While many researchers are optimistic about the possibility of using DNA to store nearly unlimited amounts of information seemingly forever, Annalee Newitz isn’t so sure. “I love the idea that our bodies could become libraries,” she says. “But then of course they are even more vulnerable to data loss and the ravages of time.”

And perhaps, she suggests, we’re deluding ourselves by even trying to find a way to create ‘immortal data.’

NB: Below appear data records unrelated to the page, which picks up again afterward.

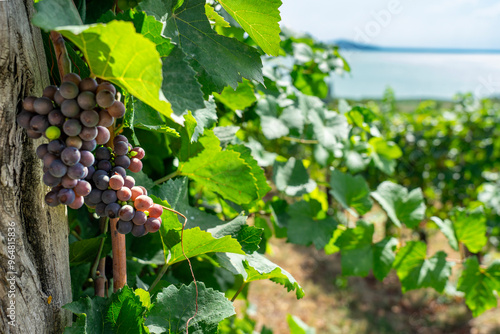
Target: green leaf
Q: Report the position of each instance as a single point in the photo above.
(108, 49)
(351, 191)
(175, 306)
(292, 178)
(416, 271)
(220, 60)
(383, 257)
(470, 228)
(197, 242)
(52, 14)
(478, 285)
(123, 312)
(86, 250)
(238, 99)
(224, 172)
(297, 326)
(260, 19)
(356, 250)
(401, 206)
(446, 226)
(257, 172)
(255, 267)
(309, 225)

“This idea of ‘digital storage is forever,’ or ‘digital storage means we can take every piece of human knowledge and put it in a tiny box, and everyone will have access to it,’ those are lies,” she says. “They are very hopeful, wonderful lies. I wish they were true, but as we’ve seen throughout history, libraries burn, film decays, data decays.”

But if history is any guide, we’ll keep looking for more and better ways to keep our stories. We’ve spent centuries trying to find the best, most reliable way to save information—from Babylonians scratching out beer rations on clay tablets, to magnetic tapes containing petabytes of particle physics data, to the internet, which holds and has been the breeding ground for entire digital cultures. For most people, part of our lives exists only in the digital world, whether you like it or not. Nestled in the arbitrary sequences of ones and zeros are moments of modern daily life. And each piece of data makes up our digital history.

The quest for immortal data manifests from the same reason we save old artifacts, personal keepsakes, and family heirlooms. It comes from our desire to transcend time, to live on in some shape or form through the objects we leave behind. Despite the challenges looming in the digital dark age, people will continue searching for that sip of digital ambrosia, whether that’s DNA or another medium yet to be discovered.